Tebal                        : xxiv+284 halaman

ISBN             : 978-602-7888-99-9

 

Akhir-akhir ini Agama Islam selalu diidentikkan dengan kekerasan dan terorisme. Islam, sebagaimana agama lainnya, selalu mengajarkan perdamain dalam sendi-sendi kehidupan. Islam mengajarkan kerukunan, perdamaian dan sangat menjunjung tinggi harkat kemanusian. Sehingga, apa pun alasan dan bentuknya, kekesaran atas nama agama tidak bisa dibenarkan dalam Islam. Namun, seringkali implementasi ajaran Islam di lapangan mengalami tolak belakang. Tak ayal, hingga hari ini, tindakan intoleransi seperti intimidasi, kekerasan, dan penyerangan kelompok mayoritas terhadap kelompok minoritas dengan dalih agama masih terus terjadi di depan mata kita. Dan, ironinya, hampir semua tindak teror dan intoleransi itu dilakukan oleh umat yang mengaku beraga Islam. Tentunya, ini sekaligus menampar wajah Islam yang cinta dengan perdamaian.

Dengan latar belakang tersebut, melalui buku ini, Dr. H. Imam Taufiq, M.Ag menjawab prasangka buruk yang disematkan kepada Agama Islam. Ia menawarkan gagasan Qur’ani tentang bagaimana membangun perdamaian ideal dalam masyarakat Indonesia yang plural. Untuk kepentingan ini beliau mengelaborasikan tafsir Al-Quran klasik dan kontemporer sekaligus. Beliau melihat, kajian ini menjadi lebih signifikan bukan hanya karena menjadi ikhtiar menciptakan perdamaian di tengah masyarakat, tetapi juga menjadi tanggung jawab umat Islam dalam menawarkan konstruksi perdamaian yang relevan dengan Al-Quran bagi pemecahan problematika umat dewasa ini.

Sebetulnya, praktik perdamaian sudah tampak dari ucapan “salam”. Sebuah kata yang memiliki hubungan semantik dengan “Islam” (hal. 4). Ucapan salam berupa assalamu’alaikum merupakan bentuk aktualisasi perintah moral Al-Quran yang menjunjung tinggi arti perdamaian dan kedaimaian. Praktik perdamaian juga jelas terekam dalam tradisi dan hidup Nabi. Beliau menempatkan perdamaian pada posisi yang penting dalam Islam, seperti yang ditunjukkan dengan persaudaraan kaum Ansor dan Muhajirin.
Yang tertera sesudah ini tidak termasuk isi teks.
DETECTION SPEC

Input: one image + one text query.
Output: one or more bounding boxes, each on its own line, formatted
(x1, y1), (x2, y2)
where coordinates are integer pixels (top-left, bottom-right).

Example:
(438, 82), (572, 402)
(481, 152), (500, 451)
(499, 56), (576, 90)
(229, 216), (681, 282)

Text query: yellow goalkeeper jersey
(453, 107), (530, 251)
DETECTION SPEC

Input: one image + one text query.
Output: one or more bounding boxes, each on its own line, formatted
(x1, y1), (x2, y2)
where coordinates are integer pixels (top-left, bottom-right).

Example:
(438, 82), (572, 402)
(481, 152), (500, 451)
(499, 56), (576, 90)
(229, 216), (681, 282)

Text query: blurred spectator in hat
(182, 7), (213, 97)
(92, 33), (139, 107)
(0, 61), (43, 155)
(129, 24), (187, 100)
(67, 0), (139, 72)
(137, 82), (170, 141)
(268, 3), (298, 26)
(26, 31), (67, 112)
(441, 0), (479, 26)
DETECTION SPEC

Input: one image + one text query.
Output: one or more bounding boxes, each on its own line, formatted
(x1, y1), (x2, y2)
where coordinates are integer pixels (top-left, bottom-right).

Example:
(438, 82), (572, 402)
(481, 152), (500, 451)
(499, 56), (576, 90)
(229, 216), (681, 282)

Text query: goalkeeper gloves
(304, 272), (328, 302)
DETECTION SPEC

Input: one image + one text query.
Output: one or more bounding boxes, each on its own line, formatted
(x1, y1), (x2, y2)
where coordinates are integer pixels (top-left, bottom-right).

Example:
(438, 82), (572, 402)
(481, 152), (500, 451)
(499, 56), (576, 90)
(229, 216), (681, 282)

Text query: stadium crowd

Dalam kerangka yang lebih luas, kualitas iman seseorang dapat diukur dengan sejauh mana kesalehan dalam kehidupan sosial, sejauh mana ia dapat memberi dan menjamin kedamaian bagi keberlangsungan kehidupan yang harmonis.

Sebab itu, dalam buku ini, Imam menegaskan bahwa damai merupakan fitrah dalam Al-Qur’an. Hal ini karena Islam merupakan agama  fitrah (din al-fitrah). Tak ayal, menurutnya, terdapat kaitan antra fitrah jiwa manusia dan fitrah agama Islam (hal. 57).

Fitrah damai dalam diri seseorang akan selalu beriringan dengan fitrah agama. Ketika agama mengajarkan perdamaian, berarti fitrah jiwa juga sinergis dengan ajaran agama tersebut. Dengan kata lain, selama manusia mampu menjaga fitrah jiwanya, ia akan menjalankan agama sebagaimana fitrahnya.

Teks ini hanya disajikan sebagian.